At a consciousness raising group of people involved in S&M a woman, a middle aged dominatrix, talked with pain about a series of relationships she had had with men. The men had approached her asking if they could be her submissive. She agreed. At first the men seemed very happy with how things were going. At some point however they would panic. They had entered a transformative process that they were not prepared for. They had promised her a commitment . But they could only be visitors into her world. She had poured much of herself into these relationships. She brought to each man her imagination, her commitment. She gave them the full creative force of her love. And then they bailed out on her. The experiences had left her demoralized, depleted and if not bitter, very cautious of what she could expect from people and their enthusiasm.
Half human half devil. How did Homunkulus come into being? An illicit affair? A moment of passion? A rape? Did it materialize fully formed? Did it come from Benno’s imagination only to enter my own?
Do I need to give Homunkulus human attributes in order to love him. Maybe some mechanism will kick in and make him a mortal enemy. Can I only feel safe if he is contained inside boundaries set by me?

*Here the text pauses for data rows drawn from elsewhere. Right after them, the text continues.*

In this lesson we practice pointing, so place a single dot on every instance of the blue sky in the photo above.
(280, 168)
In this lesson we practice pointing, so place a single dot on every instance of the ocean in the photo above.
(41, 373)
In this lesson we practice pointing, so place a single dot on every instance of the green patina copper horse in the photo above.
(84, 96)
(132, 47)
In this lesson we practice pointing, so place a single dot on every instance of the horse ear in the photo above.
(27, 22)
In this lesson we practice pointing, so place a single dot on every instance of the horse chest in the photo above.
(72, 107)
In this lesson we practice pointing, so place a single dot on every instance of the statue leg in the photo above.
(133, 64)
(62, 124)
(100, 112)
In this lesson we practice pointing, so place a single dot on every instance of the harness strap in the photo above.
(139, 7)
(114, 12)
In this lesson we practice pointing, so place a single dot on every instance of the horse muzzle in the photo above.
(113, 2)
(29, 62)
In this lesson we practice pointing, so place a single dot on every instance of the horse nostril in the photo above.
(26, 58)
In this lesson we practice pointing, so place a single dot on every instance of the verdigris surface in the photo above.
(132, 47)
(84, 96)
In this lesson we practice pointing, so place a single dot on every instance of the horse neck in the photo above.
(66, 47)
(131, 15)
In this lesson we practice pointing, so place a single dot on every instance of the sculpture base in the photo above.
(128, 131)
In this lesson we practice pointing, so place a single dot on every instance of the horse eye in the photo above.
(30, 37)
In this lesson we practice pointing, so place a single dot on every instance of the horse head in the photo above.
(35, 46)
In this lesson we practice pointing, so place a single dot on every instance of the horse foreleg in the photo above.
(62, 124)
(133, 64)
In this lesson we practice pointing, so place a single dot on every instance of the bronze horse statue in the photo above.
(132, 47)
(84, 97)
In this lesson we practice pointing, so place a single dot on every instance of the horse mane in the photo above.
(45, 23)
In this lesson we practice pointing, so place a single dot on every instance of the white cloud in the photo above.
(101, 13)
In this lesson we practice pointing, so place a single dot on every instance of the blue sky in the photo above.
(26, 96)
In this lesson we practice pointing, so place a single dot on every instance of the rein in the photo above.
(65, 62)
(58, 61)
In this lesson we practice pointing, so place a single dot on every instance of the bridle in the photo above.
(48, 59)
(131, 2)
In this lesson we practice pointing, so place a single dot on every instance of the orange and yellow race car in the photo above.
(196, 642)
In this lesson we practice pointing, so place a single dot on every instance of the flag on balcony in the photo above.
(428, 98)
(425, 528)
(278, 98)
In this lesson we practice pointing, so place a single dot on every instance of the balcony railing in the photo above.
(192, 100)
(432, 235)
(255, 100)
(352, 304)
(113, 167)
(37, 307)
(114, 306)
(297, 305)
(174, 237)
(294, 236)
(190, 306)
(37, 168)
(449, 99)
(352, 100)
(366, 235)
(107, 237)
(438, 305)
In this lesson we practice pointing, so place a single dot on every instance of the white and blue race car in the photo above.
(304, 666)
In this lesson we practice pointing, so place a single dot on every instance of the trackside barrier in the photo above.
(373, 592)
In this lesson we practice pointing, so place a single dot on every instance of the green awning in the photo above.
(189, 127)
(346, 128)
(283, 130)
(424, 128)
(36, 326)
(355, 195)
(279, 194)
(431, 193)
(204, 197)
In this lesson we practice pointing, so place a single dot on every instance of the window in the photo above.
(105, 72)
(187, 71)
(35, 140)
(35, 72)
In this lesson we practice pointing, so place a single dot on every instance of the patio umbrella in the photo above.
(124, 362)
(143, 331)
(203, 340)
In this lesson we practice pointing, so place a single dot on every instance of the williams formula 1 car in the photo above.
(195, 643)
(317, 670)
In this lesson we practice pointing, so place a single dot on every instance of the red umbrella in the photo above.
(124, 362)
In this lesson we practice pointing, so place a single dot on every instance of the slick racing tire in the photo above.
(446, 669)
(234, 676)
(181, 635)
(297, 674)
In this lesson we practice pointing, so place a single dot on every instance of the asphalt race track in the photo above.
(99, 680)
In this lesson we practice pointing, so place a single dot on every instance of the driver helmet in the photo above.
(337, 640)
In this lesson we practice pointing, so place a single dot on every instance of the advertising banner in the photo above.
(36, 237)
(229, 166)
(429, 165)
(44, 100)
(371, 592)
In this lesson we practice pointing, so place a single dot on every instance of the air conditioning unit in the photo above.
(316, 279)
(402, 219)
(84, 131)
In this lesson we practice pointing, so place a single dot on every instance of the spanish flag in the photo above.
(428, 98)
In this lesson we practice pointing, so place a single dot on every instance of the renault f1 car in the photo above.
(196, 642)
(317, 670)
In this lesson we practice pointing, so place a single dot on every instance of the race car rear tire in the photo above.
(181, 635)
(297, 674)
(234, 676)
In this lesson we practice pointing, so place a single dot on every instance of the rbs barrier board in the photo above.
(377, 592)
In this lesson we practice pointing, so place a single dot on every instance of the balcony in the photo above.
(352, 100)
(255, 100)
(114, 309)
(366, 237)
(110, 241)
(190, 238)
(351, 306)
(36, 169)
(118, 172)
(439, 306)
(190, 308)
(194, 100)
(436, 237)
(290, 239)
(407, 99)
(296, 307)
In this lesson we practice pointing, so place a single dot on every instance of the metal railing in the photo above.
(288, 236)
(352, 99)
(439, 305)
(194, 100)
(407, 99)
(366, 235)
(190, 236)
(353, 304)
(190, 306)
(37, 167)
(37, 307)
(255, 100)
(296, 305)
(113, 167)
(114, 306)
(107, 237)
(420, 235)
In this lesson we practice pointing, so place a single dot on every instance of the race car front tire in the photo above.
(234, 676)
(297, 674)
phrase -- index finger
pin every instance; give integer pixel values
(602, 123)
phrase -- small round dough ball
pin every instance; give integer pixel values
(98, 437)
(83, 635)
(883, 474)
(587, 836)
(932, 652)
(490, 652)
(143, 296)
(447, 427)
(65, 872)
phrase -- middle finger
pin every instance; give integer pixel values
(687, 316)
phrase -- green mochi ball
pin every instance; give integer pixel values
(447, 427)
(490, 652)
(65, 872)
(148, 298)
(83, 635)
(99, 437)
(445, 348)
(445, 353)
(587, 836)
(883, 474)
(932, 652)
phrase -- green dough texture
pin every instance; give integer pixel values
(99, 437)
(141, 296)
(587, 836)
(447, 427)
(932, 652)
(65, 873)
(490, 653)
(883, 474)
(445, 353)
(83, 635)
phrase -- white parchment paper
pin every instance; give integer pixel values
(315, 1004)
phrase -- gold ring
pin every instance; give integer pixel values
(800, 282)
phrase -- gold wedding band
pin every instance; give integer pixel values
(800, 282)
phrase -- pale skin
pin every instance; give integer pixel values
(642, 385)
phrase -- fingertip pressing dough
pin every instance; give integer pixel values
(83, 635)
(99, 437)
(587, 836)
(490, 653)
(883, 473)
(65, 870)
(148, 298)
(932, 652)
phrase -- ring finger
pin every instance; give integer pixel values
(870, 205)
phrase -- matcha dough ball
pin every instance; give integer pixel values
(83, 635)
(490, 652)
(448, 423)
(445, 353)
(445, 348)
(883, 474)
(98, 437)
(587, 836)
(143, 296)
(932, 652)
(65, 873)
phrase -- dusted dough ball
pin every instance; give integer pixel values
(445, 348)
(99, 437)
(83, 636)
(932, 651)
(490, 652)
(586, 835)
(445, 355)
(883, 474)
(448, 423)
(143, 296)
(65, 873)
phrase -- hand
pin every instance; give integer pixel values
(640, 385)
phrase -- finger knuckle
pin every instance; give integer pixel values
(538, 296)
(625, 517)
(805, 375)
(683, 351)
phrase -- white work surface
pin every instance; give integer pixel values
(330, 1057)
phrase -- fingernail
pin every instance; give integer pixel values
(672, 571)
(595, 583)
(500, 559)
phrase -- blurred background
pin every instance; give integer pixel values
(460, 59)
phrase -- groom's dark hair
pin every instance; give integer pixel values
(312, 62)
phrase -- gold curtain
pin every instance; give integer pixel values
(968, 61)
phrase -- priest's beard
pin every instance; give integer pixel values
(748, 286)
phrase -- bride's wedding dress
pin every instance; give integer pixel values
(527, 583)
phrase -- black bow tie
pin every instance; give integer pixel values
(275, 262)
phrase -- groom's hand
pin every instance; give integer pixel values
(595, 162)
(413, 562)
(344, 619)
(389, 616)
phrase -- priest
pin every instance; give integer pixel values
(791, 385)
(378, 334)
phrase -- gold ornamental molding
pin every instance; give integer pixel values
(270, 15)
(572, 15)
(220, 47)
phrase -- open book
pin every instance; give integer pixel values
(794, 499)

I think of white people, white people from the United States who adopt children of color from around the globe. Often they are people themselves painfully marginalized in the world. Jews, lesbians. All kinds of people. Many of whom have deep consciousness, powerful commitments and enormous ability to love. And here they are benefiting in a real sense from the misery their country has helped create. A pool of children has been created out of that misery. And from a very bitter lens their children are the spoils of oppression. And what do people do with that? Half human half devil. How are these children seen? What powerful racial and imperial scripts played out inside the deepness of their contact?
Half human half devil. Homunkulus lies on his platter. Is he being offered up to us as food? A sacrifice? A burnt offering? He looks half asleep. Resting. I feel a tenderness towards it. What will his life be like? Will he move inside the shadows? Have to sleep under bridges? Will it be humiliated and hunted down? Will it turn vicious? Will he seek revenge? Will it float through the universe lost inside the beauty of its own mystique? Will he survive? Will it die? Maybe he Maybe it Maybe
Maybe Robert just maybe you should just shut up and listen!